There is the following sufficient condition for a topological group to be compact:
Let $G$ be a topological group. Suppose there exists a compact set $K \subset G$ such that $x K \cap K \neq \emptyset$ for all $x \in G$. Then $G$ is compact.
I am curious whether there is a straightforward proof of this fact using net arguments, i.e., given a net $(g_i)_{i \in I} \subset G$ would it be possible to show that there exists a convergent subnet $(g_j)_{j \in J}$.
Any help or comment is appreciated.
On
Someone already gave a direct proof like you asked, so here's a proof without nets for those (like me) who prefer them:
The condition implies that for every $g\in G$ there are $x,y\in K$ such that $g=xy^{-1}$. Defining the map $\phi$ by $$G\times G\to G:(x,y)\mapsto x\cdot y^{-1},$$we see this means $\phi(K\times K)=G$. Since $\phi$ is continuous and $K\times K$ is compact, so is $G$.
We know that a topological space $X$ is compact iff for every net $(x_\alpha)$ in $X$ there is a subnet that converges to a point in $X$.

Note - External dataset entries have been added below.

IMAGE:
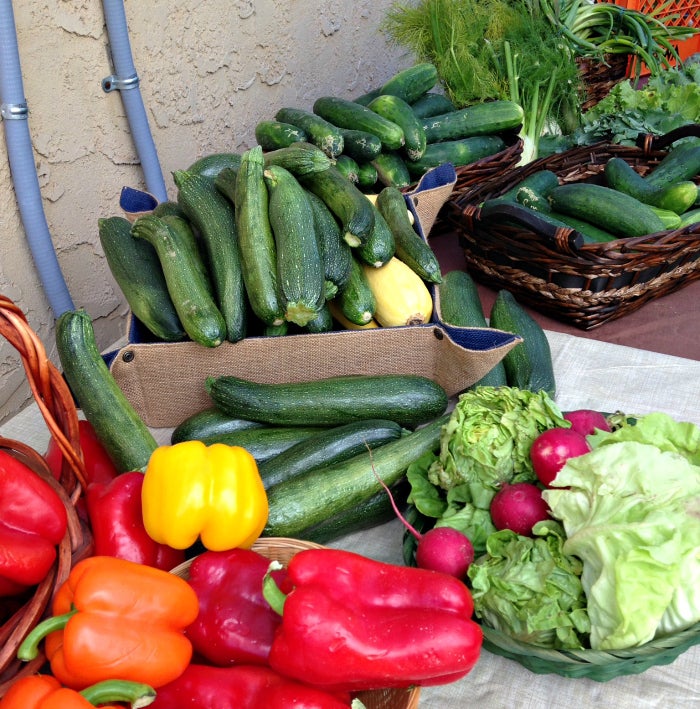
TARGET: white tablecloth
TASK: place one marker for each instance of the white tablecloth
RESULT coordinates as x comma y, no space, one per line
589,374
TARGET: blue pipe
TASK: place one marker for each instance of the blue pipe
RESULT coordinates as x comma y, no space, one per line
126,80
22,167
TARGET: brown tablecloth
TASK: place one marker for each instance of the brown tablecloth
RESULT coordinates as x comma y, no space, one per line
669,325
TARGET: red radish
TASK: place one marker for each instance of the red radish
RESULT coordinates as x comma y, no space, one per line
552,448
586,421
518,507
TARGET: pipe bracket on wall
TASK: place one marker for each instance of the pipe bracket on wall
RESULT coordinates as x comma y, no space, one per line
114,83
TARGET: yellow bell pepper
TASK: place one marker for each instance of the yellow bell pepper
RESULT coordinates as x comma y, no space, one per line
214,493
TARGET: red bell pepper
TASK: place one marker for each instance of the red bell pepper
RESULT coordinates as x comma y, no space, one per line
242,687
351,623
114,510
235,623
33,520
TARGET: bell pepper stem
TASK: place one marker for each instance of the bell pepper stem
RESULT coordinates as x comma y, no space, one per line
135,694
271,591
29,648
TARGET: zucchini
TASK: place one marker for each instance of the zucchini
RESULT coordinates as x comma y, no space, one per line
327,447
460,306
271,135
126,438
411,248
335,251
529,364
185,275
213,217
349,114
135,266
208,423
396,110
320,132
614,211
318,495
458,152
346,202
355,298
407,399
412,82
300,270
485,118
256,241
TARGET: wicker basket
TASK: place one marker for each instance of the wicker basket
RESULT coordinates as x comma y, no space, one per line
58,409
544,268
282,549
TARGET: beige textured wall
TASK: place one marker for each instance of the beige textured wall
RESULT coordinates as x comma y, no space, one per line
208,71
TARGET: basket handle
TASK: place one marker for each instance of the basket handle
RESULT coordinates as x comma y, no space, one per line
564,239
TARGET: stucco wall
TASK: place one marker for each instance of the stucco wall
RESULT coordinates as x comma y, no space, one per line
209,71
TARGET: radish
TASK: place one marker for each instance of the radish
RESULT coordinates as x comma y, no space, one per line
518,507
586,421
552,448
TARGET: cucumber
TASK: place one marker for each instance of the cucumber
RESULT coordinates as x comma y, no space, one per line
213,217
529,364
126,438
485,118
300,270
271,135
320,132
349,114
135,266
407,399
318,495
412,82
411,248
208,423
185,275
458,152
460,306
329,446
606,208
400,113
346,202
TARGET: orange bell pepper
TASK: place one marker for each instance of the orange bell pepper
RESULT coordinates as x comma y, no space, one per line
46,692
116,619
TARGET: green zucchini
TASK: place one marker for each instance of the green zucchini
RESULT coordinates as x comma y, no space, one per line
485,118
327,447
207,424
300,270
355,298
460,306
412,82
310,499
407,399
185,275
276,134
458,152
349,114
396,110
126,438
136,268
354,212
320,132
529,364
410,248
614,211
213,217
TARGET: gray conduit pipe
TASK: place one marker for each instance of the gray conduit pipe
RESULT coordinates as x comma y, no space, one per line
22,168
126,81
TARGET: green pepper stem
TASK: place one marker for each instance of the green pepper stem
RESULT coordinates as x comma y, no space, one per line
271,591
29,649
117,690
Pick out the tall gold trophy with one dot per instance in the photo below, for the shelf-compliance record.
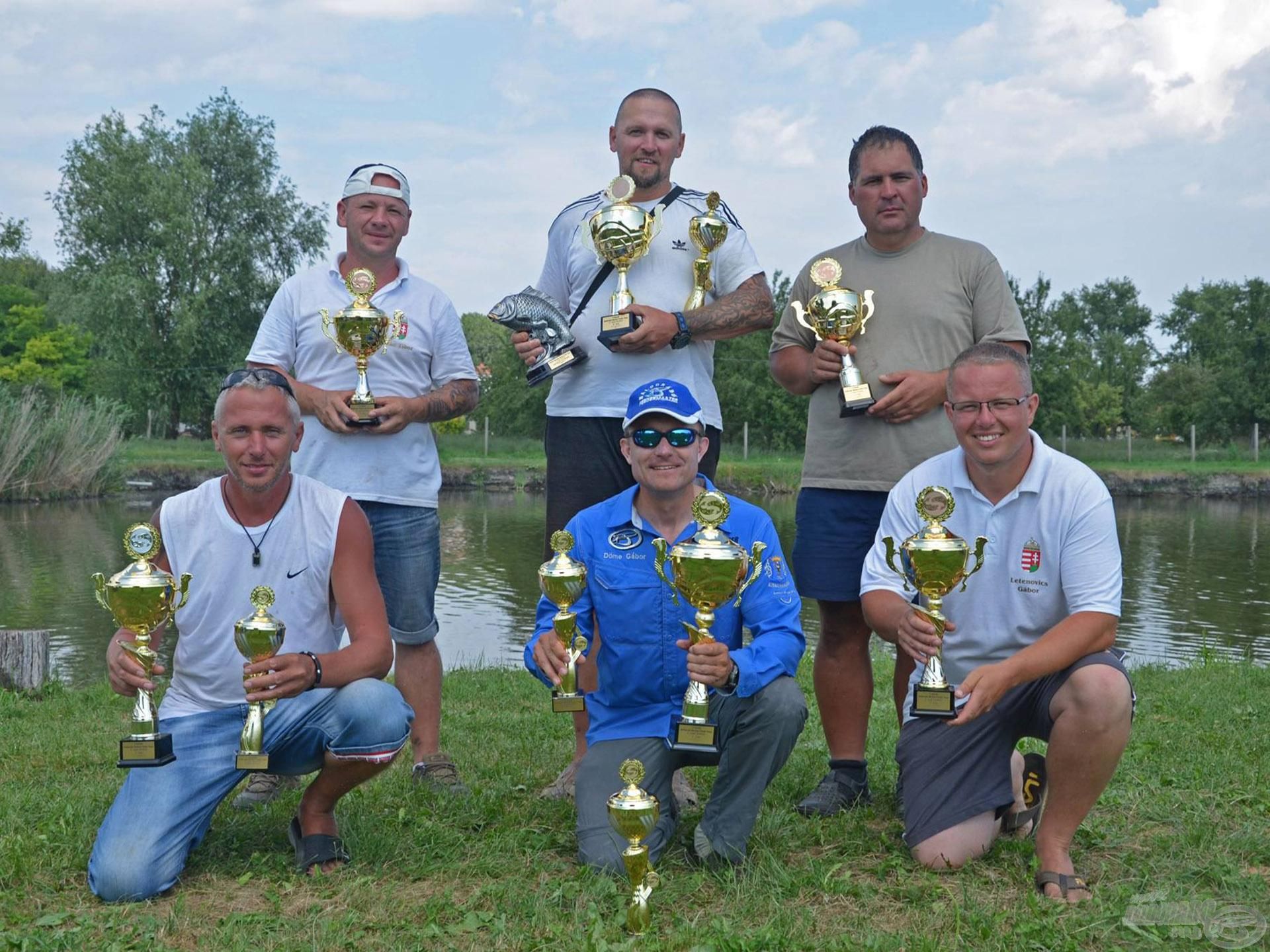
(839, 314)
(633, 811)
(257, 637)
(709, 569)
(143, 597)
(934, 563)
(563, 580)
(620, 234)
(362, 331)
(708, 231)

So let $(g_\alpha)$ be a net in $G$. Then there exists $(k_\alpha)\subset K$ such that $g_\alpha\cdot k_\alpha\in g_\alpha K\cap K$ for each $\alpha$. Since $g_\alpha\cdot k_\alpha\in K$ which is compact, there is a subnet (which for convenience we shall denote by $(g_\alpha\cdot k_\alpha)$ itself) which converges to an element $g\in K\subset G$. Also there is a subnet of $k_\alpha$ (which we will denote by $(k_\alpha)$) which converges to some $k\in K$. Thus $g_\alpha=(g_\alpha\cdot k_\alpha)\cdot k_\alpha^{-1}\to g\cdot k^{-1}$ and you are done.